Marco Huck wygrał walkę ze złamaną ręką
32-letni pięściarz Marco Huck zdobył mistrzowski pas federacji IBO w wadze junior ciężkiej, ale zwycięstwo na punkty nad Ukraińcem Dmytro Kuczerem przypłacił złamaniem kości w prawej dłoni. Aby zamknąć usta niedowiarkom, Serb z niemieckim paszportem opublikował na portalu społecznościowym zdjęcie rentgenowskie, lecz w rozmowie z Bildem nie stracił rezonu, mimo przymusowej przerwy.

Huck w pojedynku z Kuczerem wykazał się wielkim hartem ducha, bowiem -jak czas pokazał - bronił mistrzowskiego pasa z kontuzją dłoni aż przez osiem rund. To świadczy o wielkiej determinacji pięściarza, który po bolesnej detronizacji w sierpniu 2015 roku, teraz chce za wszelką cenę pozostać na szczycie federacji IBO. Wówczas, w pojedynku z Krzysztofem Głowackim, "Kapitan Hak" stracił tytuł organizacji WBO, ale już w lutym tego roku znów wszedł w posiadanie pasa, tyle że innej organizacji.

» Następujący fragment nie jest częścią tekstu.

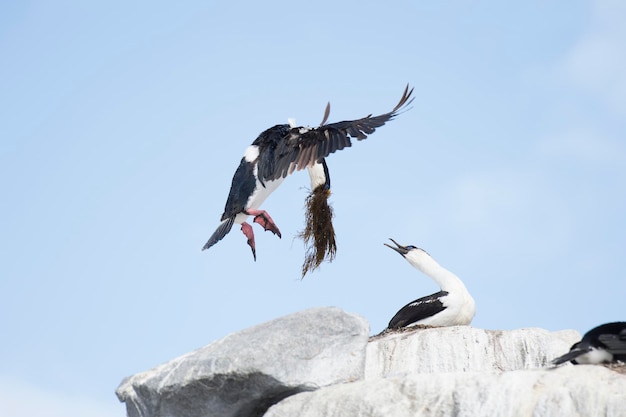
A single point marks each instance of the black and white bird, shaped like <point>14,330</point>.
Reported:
<point>452,306</point>
<point>602,344</point>
<point>278,152</point>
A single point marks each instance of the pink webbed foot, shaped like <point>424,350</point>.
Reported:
<point>261,217</point>
<point>247,230</point>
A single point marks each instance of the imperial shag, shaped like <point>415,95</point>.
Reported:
<point>602,344</point>
<point>278,152</point>
<point>451,306</point>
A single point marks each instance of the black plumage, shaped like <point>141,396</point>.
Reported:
<point>603,344</point>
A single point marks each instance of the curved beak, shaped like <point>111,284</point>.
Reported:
<point>402,250</point>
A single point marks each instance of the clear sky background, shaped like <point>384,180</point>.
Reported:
<point>121,124</point>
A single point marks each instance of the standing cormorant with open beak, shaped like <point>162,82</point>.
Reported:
<point>452,306</point>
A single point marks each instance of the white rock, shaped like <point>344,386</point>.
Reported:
<point>582,391</point>
<point>464,348</point>
<point>246,372</point>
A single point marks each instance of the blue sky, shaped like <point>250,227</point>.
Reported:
<point>122,125</point>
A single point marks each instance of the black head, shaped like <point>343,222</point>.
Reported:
<point>402,250</point>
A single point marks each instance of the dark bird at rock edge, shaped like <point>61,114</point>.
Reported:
<point>277,153</point>
<point>451,306</point>
<point>603,344</point>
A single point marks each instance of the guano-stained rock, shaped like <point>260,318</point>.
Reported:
<point>464,348</point>
<point>246,372</point>
<point>582,391</point>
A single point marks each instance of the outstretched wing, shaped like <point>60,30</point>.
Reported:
<point>304,147</point>
<point>417,310</point>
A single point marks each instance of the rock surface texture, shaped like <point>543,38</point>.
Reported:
<point>320,362</point>
<point>246,372</point>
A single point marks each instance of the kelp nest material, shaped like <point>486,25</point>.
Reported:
<point>319,233</point>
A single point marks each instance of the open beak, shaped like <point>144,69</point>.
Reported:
<point>402,250</point>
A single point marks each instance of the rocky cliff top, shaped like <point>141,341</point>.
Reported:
<point>321,362</point>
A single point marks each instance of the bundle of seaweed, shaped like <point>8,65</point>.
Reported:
<point>319,233</point>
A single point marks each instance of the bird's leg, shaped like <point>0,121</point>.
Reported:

Huck poinformował fanów, że przed nim sześciotygodniowa przerwa w treningach i wspomniał nieszczęśliwy moment w walce. - W narożniku, przed piątą rundą, powiedziałem do mojego trenera, że to złamanie. Bolało mnie, jak diabli - opowiada szczęśliwy zwycięzca.Co ciekawe, pojedynek o taką stawkę na gali w Hanowerze prowadził w ringu polski sędzia Leszek Jankowiak.